Dessen ungeachtet war der Auftritt von Minister Lauterbach vor drei Tagen eine weitere Revuenummer aus dem Tollhaus. Bei Licht betrachtet ging es bei der zweitägigen Klausurtagung der Gesundheitsminister der G7-Länder im Roten Rathaus in Berlin am 19. und 20. Mai (unter anderem) um den Start der Vorbereitungen zu einer Ausarbeitung eines „Global Pandemic Plan,“ mit dem das gemeinsame Vorgehen der sieben führenden Wirtschaftsnationen für den Fall einer neu auftretenden Pandemie festgelegt werden soll – nachdem das Fehlen eines solchen abgestimmten Vorgehens über die Meldepflichten bei der Weltgesundheitsorganisation WHO im Zuge der Corona-Pandemie in den letzten zwei Jahren oft negativ vermerkt worden ist, so etwa in diesem Kommentar in der führenden englischen medizinischen Fachzeitschrift „The Lancet“ vom 16. Mai 2022, in dem es heißt: „The COVID-19 pandemic has highlighted profound weaknesses in the global governance of health; inadequate preparation, coordination, and accountability hampered the collective response of nations at each stage. Changes to the global health architecture are necessary to mitigate the health and socioeconomic damage of the ongoing pandemic, and to prepare for the next major global threat to health.“
Wenn man nach dem Presseauftritt unseres Gesundheitsapostels Karl (und dem Echo in den deutschen Medienberichten) urteilt, ging es bei dem Treffen am Donnerstag und Freitag allerdings um etwas ganz anderes: um die „Simulierung“ einer zu diesem Zweck erst einmal postulierten neuen Pandemie, deren Verlauf nicht an COVID-19, sondern eher an einen Roman wie Lawrence Wrights „The End of October“ oder Steven Soderberghs Film „Contagion“ aus dem Jahr 2011 erinnerte (zu beidem sh.
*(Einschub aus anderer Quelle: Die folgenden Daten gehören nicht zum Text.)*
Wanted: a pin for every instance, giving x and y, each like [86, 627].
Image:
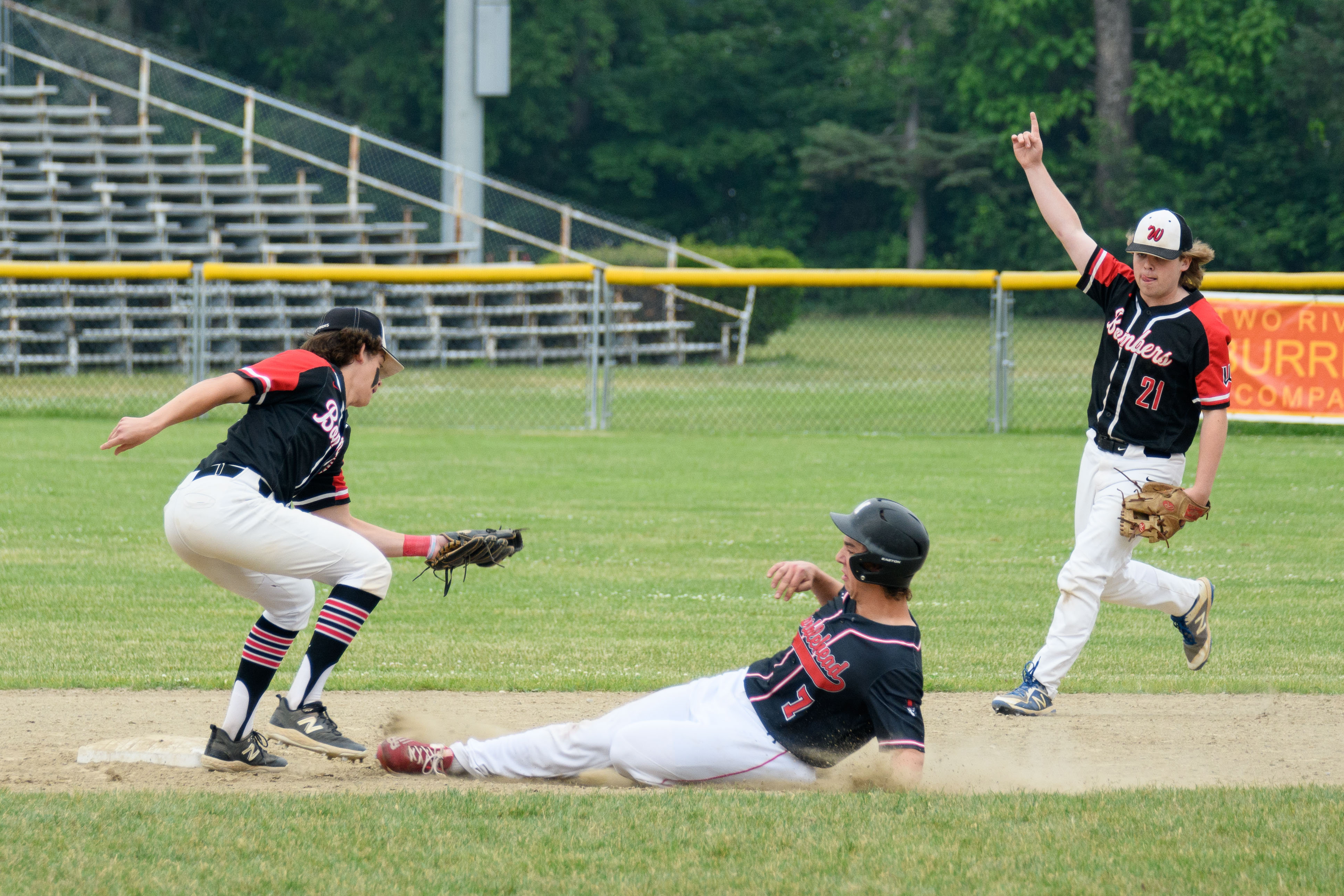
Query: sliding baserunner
[1163, 362]
[851, 673]
[268, 514]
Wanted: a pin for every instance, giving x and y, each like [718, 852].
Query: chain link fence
[545, 357]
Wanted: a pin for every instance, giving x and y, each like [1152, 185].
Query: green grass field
[887, 374]
[1162, 841]
[650, 551]
[646, 566]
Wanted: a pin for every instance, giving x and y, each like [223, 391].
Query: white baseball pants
[1101, 569]
[265, 551]
[705, 730]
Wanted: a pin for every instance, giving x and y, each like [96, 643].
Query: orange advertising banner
[1288, 357]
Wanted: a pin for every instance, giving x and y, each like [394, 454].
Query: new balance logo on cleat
[249, 754]
[312, 725]
[1027, 699]
[1194, 628]
[312, 729]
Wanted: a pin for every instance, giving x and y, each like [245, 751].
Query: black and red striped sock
[264, 651]
[343, 616]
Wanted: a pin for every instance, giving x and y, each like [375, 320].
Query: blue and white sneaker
[1194, 628]
[1027, 699]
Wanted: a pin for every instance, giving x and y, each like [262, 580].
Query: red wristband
[417, 546]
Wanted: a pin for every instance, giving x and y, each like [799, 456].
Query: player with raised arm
[851, 673]
[268, 514]
[1162, 363]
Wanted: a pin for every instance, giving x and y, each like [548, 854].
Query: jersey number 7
[1148, 383]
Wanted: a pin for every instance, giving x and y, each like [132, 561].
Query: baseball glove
[1158, 512]
[479, 547]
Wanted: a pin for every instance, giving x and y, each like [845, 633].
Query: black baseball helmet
[896, 538]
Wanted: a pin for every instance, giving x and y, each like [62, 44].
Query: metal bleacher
[77, 189]
[80, 185]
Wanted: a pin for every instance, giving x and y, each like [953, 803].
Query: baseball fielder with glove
[1162, 363]
[268, 514]
[851, 673]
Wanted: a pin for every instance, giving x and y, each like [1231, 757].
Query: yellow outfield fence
[616, 275]
[549, 346]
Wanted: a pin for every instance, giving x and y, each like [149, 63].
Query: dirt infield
[1093, 742]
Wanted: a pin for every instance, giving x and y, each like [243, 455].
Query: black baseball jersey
[295, 433]
[1158, 367]
[844, 680]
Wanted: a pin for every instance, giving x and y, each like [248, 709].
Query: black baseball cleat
[248, 754]
[310, 727]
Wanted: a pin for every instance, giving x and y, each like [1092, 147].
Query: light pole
[476, 65]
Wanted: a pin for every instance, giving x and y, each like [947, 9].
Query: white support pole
[1000, 410]
[353, 178]
[745, 328]
[6, 38]
[249, 124]
[143, 105]
[594, 332]
[566, 227]
[608, 358]
[199, 367]
[464, 124]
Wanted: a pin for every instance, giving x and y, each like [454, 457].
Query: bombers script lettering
[816, 658]
[1137, 344]
[331, 424]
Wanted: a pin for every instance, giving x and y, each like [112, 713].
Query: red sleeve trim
[1214, 383]
[281, 372]
[1104, 269]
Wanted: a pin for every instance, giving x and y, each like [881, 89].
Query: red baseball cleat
[406, 757]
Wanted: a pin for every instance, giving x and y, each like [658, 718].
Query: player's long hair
[342, 347]
[1199, 254]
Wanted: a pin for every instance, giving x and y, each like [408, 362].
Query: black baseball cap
[359, 319]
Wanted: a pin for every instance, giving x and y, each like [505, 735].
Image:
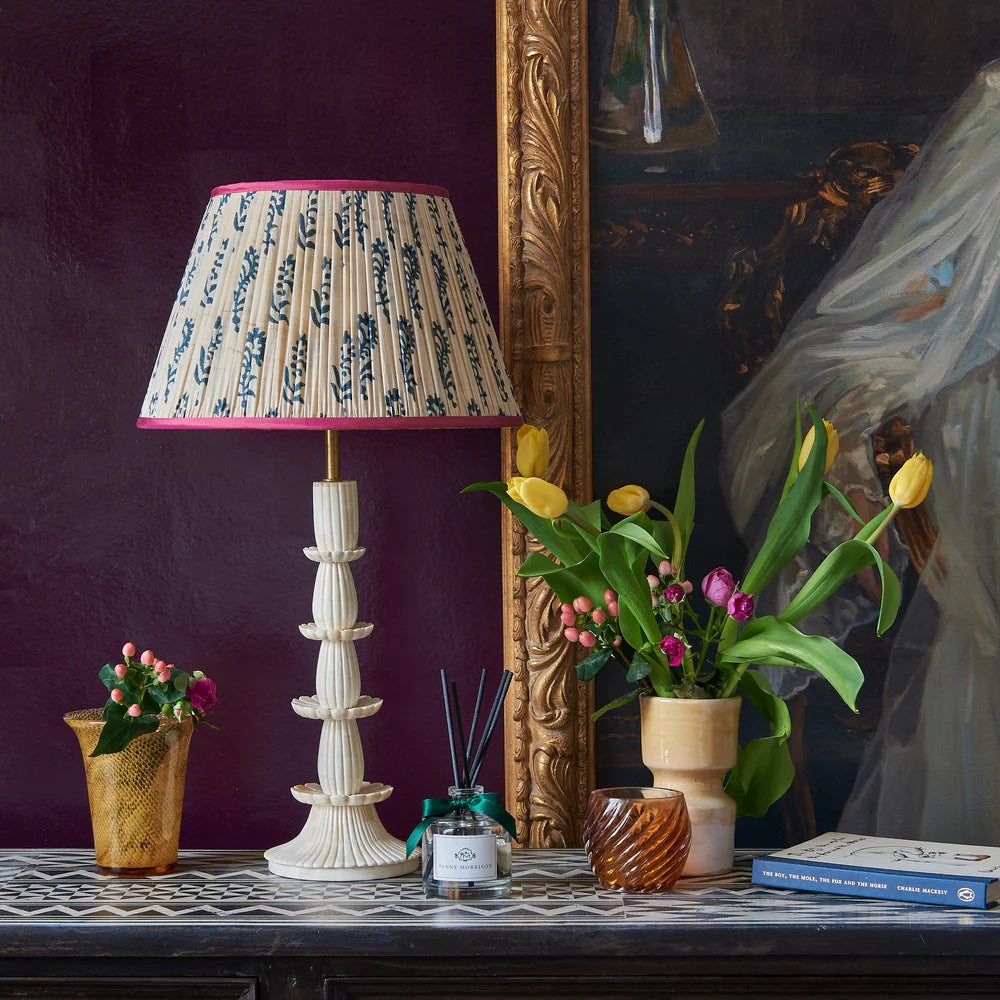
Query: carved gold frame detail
[545, 330]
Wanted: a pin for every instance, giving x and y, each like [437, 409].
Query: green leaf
[765, 638]
[830, 490]
[630, 586]
[116, 734]
[638, 534]
[789, 527]
[848, 558]
[764, 770]
[590, 515]
[638, 669]
[763, 773]
[685, 502]
[588, 668]
[617, 703]
[568, 582]
[566, 550]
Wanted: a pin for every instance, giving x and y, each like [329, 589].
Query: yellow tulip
[910, 485]
[532, 450]
[628, 500]
[832, 445]
[540, 497]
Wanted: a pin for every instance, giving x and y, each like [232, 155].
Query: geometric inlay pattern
[60, 887]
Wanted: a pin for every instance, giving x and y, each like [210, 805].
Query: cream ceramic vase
[690, 744]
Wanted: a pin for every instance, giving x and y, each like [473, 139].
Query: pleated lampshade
[329, 304]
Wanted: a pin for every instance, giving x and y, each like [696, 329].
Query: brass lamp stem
[332, 455]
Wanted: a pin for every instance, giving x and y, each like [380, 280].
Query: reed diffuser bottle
[466, 838]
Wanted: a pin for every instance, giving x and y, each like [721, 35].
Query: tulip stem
[678, 553]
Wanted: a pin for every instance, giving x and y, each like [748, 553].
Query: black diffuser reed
[466, 755]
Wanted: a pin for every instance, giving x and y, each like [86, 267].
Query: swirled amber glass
[637, 839]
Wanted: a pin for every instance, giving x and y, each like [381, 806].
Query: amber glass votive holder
[637, 839]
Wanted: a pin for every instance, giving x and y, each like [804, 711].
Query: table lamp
[322, 305]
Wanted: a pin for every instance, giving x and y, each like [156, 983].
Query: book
[886, 868]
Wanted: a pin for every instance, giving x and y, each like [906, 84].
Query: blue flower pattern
[236, 237]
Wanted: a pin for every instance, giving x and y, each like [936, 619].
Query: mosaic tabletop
[230, 898]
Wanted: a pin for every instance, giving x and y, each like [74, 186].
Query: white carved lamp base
[343, 839]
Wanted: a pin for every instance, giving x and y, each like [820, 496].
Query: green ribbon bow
[487, 803]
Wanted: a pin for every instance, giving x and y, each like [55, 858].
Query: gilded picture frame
[545, 330]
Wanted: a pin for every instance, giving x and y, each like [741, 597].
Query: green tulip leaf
[567, 550]
[638, 669]
[788, 531]
[848, 558]
[618, 565]
[762, 774]
[617, 703]
[765, 638]
[588, 668]
[831, 491]
[569, 582]
[685, 502]
[641, 536]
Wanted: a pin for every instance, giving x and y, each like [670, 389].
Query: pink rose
[673, 648]
[718, 586]
[740, 606]
[202, 694]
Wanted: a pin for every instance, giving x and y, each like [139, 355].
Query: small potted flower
[690, 652]
[135, 757]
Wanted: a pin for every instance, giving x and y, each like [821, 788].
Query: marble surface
[55, 902]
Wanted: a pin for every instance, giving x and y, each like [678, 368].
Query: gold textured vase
[636, 839]
[135, 795]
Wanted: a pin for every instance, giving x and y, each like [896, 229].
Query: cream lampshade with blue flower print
[331, 305]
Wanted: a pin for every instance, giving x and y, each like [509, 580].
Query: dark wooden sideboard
[222, 927]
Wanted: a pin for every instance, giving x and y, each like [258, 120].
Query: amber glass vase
[135, 795]
[637, 839]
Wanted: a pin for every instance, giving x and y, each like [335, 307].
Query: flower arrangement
[143, 690]
[627, 598]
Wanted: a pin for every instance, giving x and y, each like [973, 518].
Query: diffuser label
[465, 859]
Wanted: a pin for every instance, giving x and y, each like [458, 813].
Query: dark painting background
[117, 119]
[788, 82]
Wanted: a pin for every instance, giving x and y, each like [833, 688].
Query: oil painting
[795, 201]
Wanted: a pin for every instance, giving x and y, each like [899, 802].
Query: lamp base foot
[342, 843]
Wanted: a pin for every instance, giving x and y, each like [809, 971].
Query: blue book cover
[886, 868]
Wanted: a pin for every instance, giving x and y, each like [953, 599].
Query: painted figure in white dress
[907, 325]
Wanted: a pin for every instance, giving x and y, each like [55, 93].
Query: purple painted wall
[116, 121]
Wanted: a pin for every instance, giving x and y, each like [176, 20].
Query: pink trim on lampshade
[427, 189]
[322, 423]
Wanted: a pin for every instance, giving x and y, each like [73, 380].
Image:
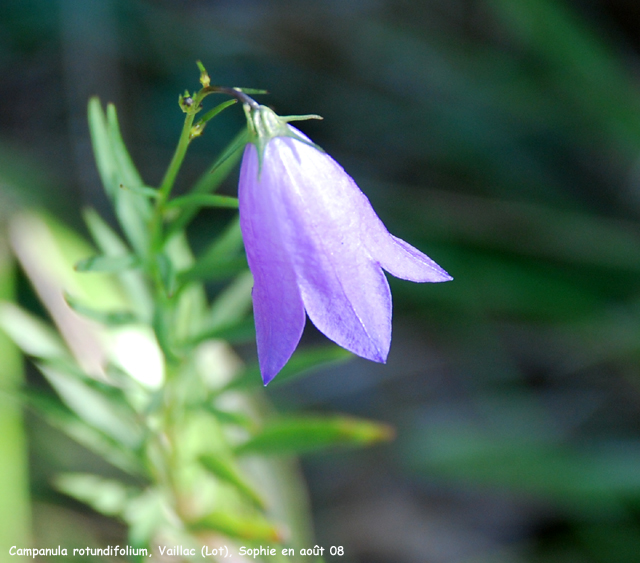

Zettels Raum vom 26. Mai 2020) – den Ausbruch der „Leoparden-Pocken.“ In diesem Zusammenhang erinnerte Lauterbach an die in den letzten Tagen weltweit in den Medien gemeldeten Fälle von Affenpocken, die seitdem gerade in deutschen sozialen Medien als reine Panikmache des Chefdirigenten des Panikorchesters figurieren, seitdem sein einziger Dauerhit nach 26 Monaten Dauerbeschallung „irgendwie nicht mehr der totale Burner ist“ und dessen Bestellung von noch gar nicht entwickelten Impfdosen für die noch gar nicht entstandenen SARS-CoV-2-Varianten für die unvermeidlich anrollende neue Welle im Herbst in Höhe von 830 Millionen Euro (Tagesschau vom 18. Mai. 2022) nur noch fassungsloses Kopfschütteln ausgelöst hat. Zu den Affenpocken und ihrem tatsächlichen (sehr geringen) Bedrohungspotential schreibe ich im zweiten Teil meines Beitrags Näheres.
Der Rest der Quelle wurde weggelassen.